What the cyclone has done is weakened the (eco)system. So any high tide will continue to wash away an already weak system, she continued.
In the village of Bogaboga, in South Collingwood Bay, with a population of 500, an increasingly aggressive sea combined with effects of a drought in 1997 has led to coastal erosion, saline contamination of spring water and destruction of crops.
People now face lack of food and an increase in malaria and diarrhoea. In the north of Collingwood Bay, the village of Uiaku, home to 780 people, has high crop diversity, but infrastructure and food gardens have been hit by intensified coastal and inland flooding. The community now has contingent plans to migrate further inland.
Mangrove degradation has contributed to an increasingly vulnerable coastal ecosystem.
The man-made degradation that is happening is all to do with firewood and construction, Mogina explained. The most significant is firewood. With population increase, there are more people with more houses to build and 90 percent of Collingwood Bay houses are built with mangrove wood.
In 2009, after consultation with communities about how they were employing traditional knowledge to combat climate change, Mama Graun began resource mapping in Collingwood Bay for a mangrove- based climate initiative.
When we were looking at communities’ use of local resources, mangroves emerged as one of the most important ecosystem services, especially in rural communities that do not receive too much help from the government or from outside, particularly after disasters, said Mogina.
Other local adaptation strategies include constructing seawalls, drainage systems and houses on higher foundation posts and buffering dwellings with sand and coconut husks.
Growing and strengthening mangroves doesn’t stop the sea level rise, but it does stop erosion, Mogina said. Communities with mangroves as a barrier to the sea are much less impacted by storms and cyclones.
In 2011, Mama Graun planned the planting and rehabilitation of mangrove forests along 47 kilometres in Collingwood Bay over the next five years, in the first phase of a project that will eventually incorporate 28 villages across 206 km of coastline.
By providing grant incentives to communities in the form of education and tuition fees, the cost of the mangrove project will be kept to an affordable 14,000 kina per hectare, which compares to the average cost of approximately 131,356 kina per hectare. Most importantly, participating villages will hold ownership of the project.
We provide the funding, so that they can develop a management plan (for the project). The really big lesson is to work with communities to develop adaptation activities that they want and are most appropriate. This is what community conservation is all about, you empower people to take responsibility themselves, Mogina emphasised.

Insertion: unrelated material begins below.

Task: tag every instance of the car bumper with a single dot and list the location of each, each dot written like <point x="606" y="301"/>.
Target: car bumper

Today the local NGO shares its knowledge nationwide through the Office of Climate Change and Development (OCCD) and is contributing to a national initiative to plant two million mangroves throughout the country.
According to Luanne Losi, OCCD’s adaptation policy analyst, OCCD decided to focus on mangroves because it was seen to be a low cost method that would have an impact on a large number of people. The mangrove initiative is being conducted in association with other climate change adaptation actions, such as a coastal early warning system and dry stone wall project.

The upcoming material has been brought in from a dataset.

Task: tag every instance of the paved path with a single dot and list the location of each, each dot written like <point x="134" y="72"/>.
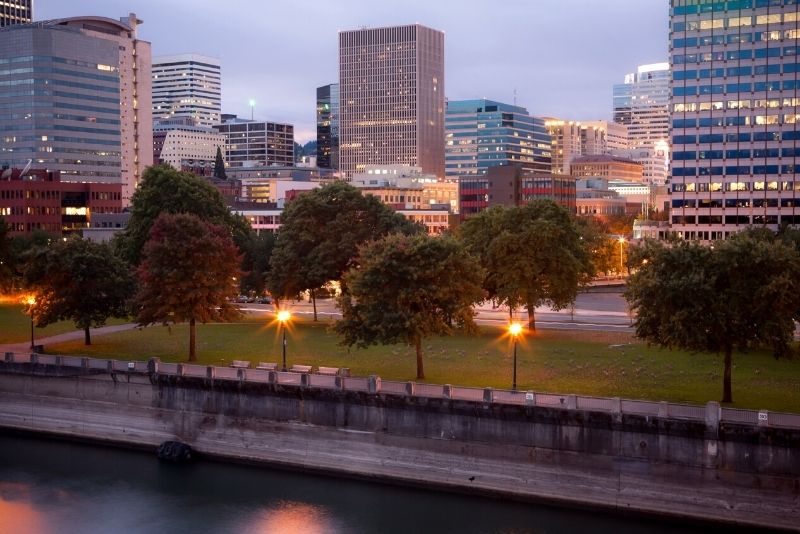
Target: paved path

OCCD programmes are aligned with Papua New Guinea’s Vision 2050, which outlines the government’s aims to develop mitigation and adaptation capacity in all impacted communities and provide weather and natural disaster monitoring systems in all provinces.
However resourcing and funding remain substantial challenges. Currently the OCCD is working to attract private sector investment and support the local work of NGOs, including Mama Graun, the Nature Conservancy and World Wildlife Fund.